Le mouvement Black Lives Matter aux États-Unis, les manifestations pour Adama Traoré en France et également d’autres protestations raciales dans le monde ont placé le « racisme » au centre du débat publique. Selon Dorothée Prud’homme, Responsable des études de l’Association Française des Managers de la Diversité et co-autrice de Racisme et discrimination raciale au travail, ces événements récents vont dynamiser le débat sur les rapports raciaux en France et les entreprises doivent se préparer pour savoir identifier, analyser et traiter ce sujet.

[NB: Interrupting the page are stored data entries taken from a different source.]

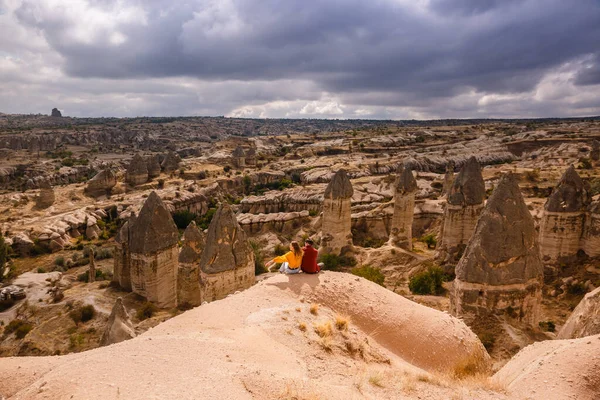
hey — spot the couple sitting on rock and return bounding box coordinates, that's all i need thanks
[265,239,323,274]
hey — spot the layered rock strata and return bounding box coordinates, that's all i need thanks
[389,165,417,249]
[129,192,179,308]
[539,165,590,263]
[199,204,254,302]
[451,173,544,326]
[321,169,354,255]
[177,222,205,307]
[437,156,485,264]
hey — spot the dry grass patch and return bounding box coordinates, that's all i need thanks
[334,314,349,330]
[368,373,385,388]
[298,322,307,332]
[309,303,319,315]
[313,321,332,338]
[295,307,302,312]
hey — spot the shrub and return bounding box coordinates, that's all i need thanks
[478,332,496,352]
[579,157,593,170]
[196,208,216,230]
[523,169,540,182]
[273,244,287,256]
[137,302,158,320]
[334,314,349,331]
[318,254,357,271]
[249,241,267,275]
[308,209,319,217]
[172,210,196,230]
[362,237,386,249]
[409,266,446,295]
[420,234,437,249]
[95,248,113,260]
[54,256,65,267]
[351,265,385,286]
[69,305,96,324]
[539,321,556,332]
[567,282,587,296]
[4,319,33,339]
[37,267,46,273]
[157,179,165,189]
[223,165,232,173]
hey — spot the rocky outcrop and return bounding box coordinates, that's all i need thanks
[35,181,55,209]
[237,210,310,234]
[451,173,544,327]
[437,156,485,264]
[161,151,181,173]
[146,155,161,178]
[129,192,179,308]
[126,154,148,186]
[232,146,246,168]
[389,165,417,249]
[51,108,62,117]
[539,165,590,263]
[85,169,117,198]
[557,287,600,339]
[100,298,136,346]
[321,169,354,255]
[177,222,204,307]
[199,204,255,302]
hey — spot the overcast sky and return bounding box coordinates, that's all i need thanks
[1,0,599,119]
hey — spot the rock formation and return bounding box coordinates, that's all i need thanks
[582,200,600,257]
[100,298,136,346]
[245,147,257,166]
[51,108,62,117]
[591,139,600,162]
[539,165,590,263]
[88,246,96,283]
[161,151,181,173]
[450,173,544,326]
[389,165,417,249]
[320,169,354,255]
[442,160,455,196]
[35,181,55,209]
[437,156,485,264]
[129,192,179,307]
[113,215,135,291]
[232,146,246,168]
[126,154,149,186]
[85,169,117,197]
[146,155,161,178]
[178,222,205,307]
[199,204,254,302]
[557,286,600,339]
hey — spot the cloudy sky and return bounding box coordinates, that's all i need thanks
[1,0,599,119]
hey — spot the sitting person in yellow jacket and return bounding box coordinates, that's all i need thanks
[265,241,304,274]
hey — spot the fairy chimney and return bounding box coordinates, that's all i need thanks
[539,165,590,263]
[232,146,246,169]
[389,165,418,249]
[437,157,485,264]
[113,214,135,291]
[100,298,136,346]
[450,173,544,327]
[557,287,600,339]
[126,154,149,186]
[147,155,161,178]
[178,221,205,307]
[161,151,181,173]
[245,147,257,167]
[129,192,179,308]
[321,169,354,255]
[591,140,600,162]
[199,204,254,302]
[442,160,455,196]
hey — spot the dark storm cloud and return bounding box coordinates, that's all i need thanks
[14,0,600,100]
[2,0,600,118]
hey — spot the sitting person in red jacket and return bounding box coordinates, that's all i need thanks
[300,239,324,274]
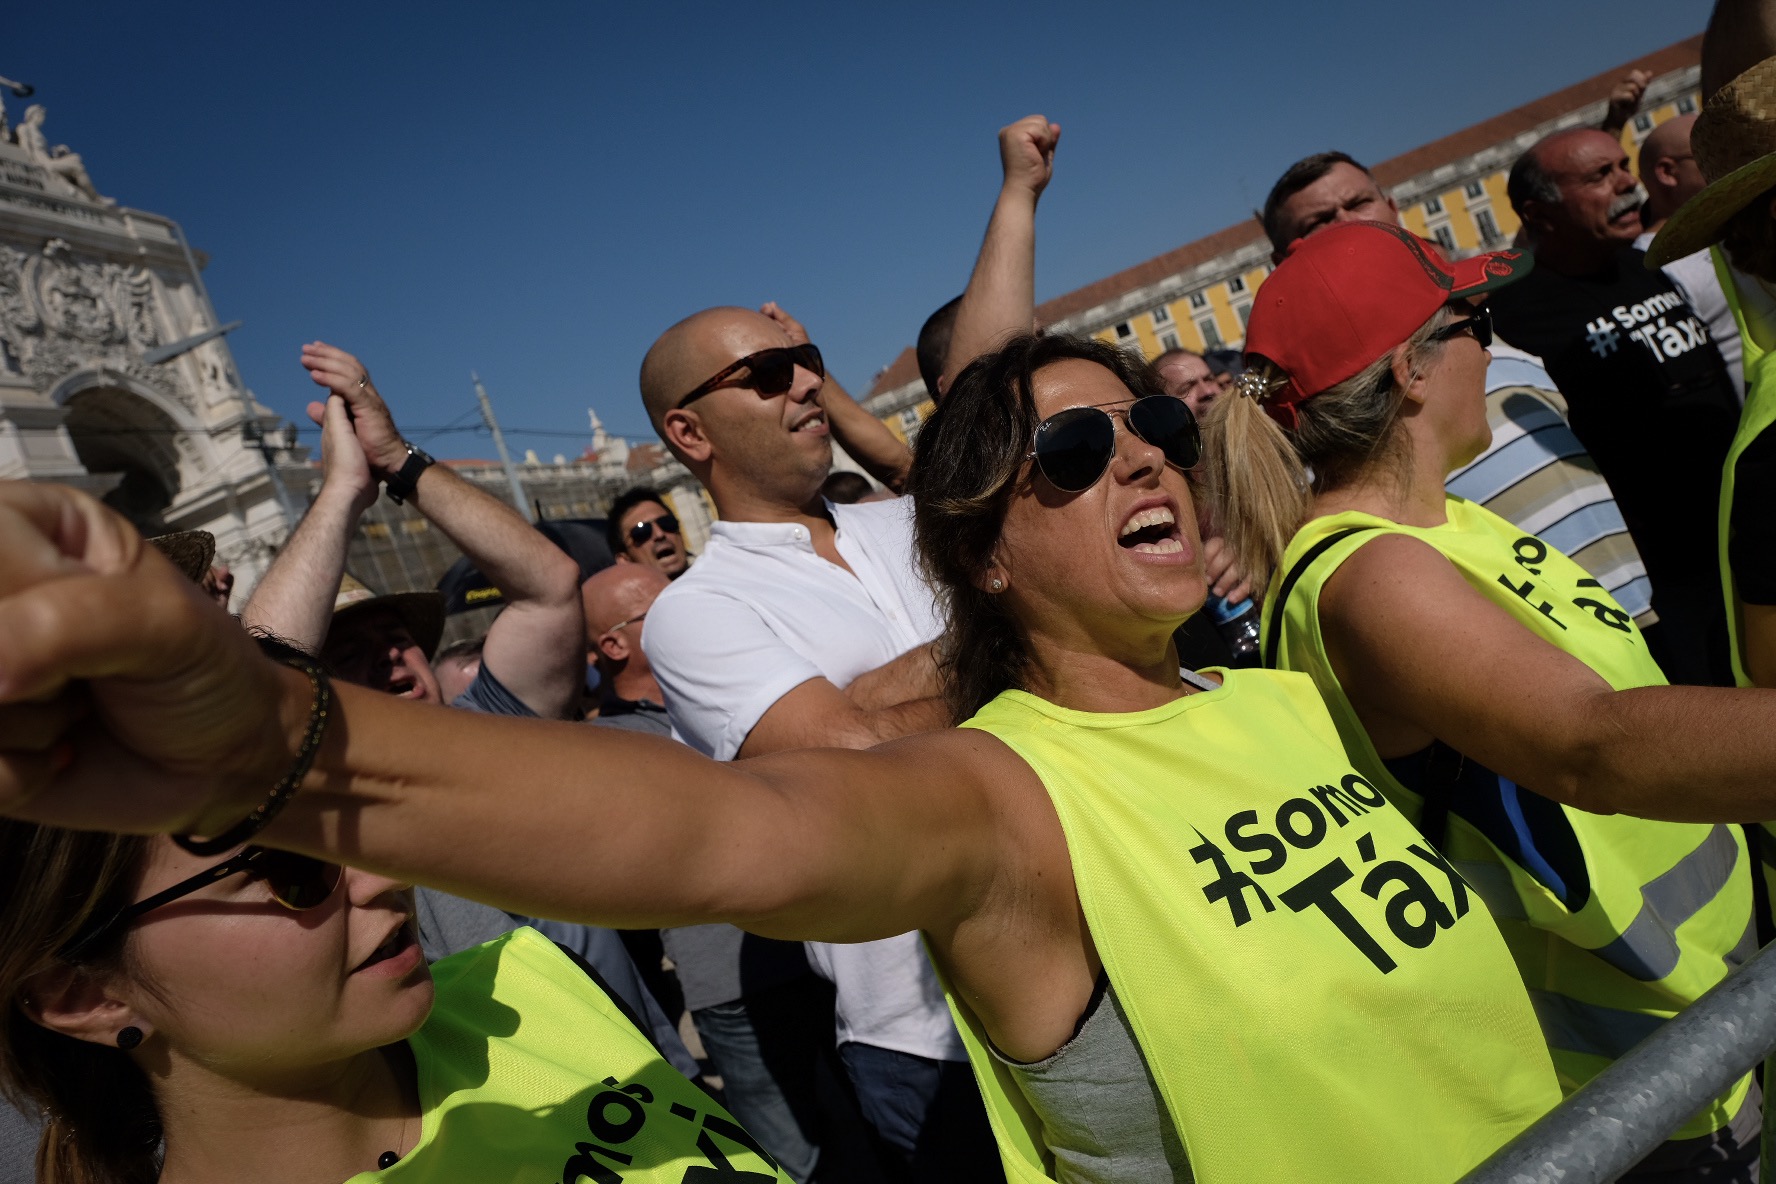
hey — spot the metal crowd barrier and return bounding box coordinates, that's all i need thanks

Dans quelle mesure ces manifestations raciales changent-elles la façon dont nous percevons et dont nous abordons le racisme aujourd’hui en France ?
Je pense que nous assistons à un accroissement de la visibilité des discussions sur le racisme. Pourtant, ce sont des questions très anciennes ; des violences, notamment policières, envers les personnes racisées ont lieu depuis longtemps en France. Ce qui est intéressant, c’est la dynamique actuelle en écho avec les manifestations américaines. Il y a certainement une influence des réseaux sociaux dans la diffusion de l’information et dans la mobilisation au niveau international. Je travaille sur ces sujets depuis 13 ans et c’est la première fois que je vois la discussion sur le racisme en France prendre une telle ampleur. Je trouve cela très positif car c’est un problème peu traité par les responsables politiques et les dirigeant·e·s du monde économique. Au cours des dernières années, de nombreuses études sociologiques ont été conduites – deux testing gouvernementaux ont montré, par exemple, l’existence de discrimination au motif de la race lors des recrutements. Le constat a été établi, il est temps de passer à l’action, en particulier dans le monde du travail.
Comment les entreprises peuvent-elles se positionner par rapport à ces questions ?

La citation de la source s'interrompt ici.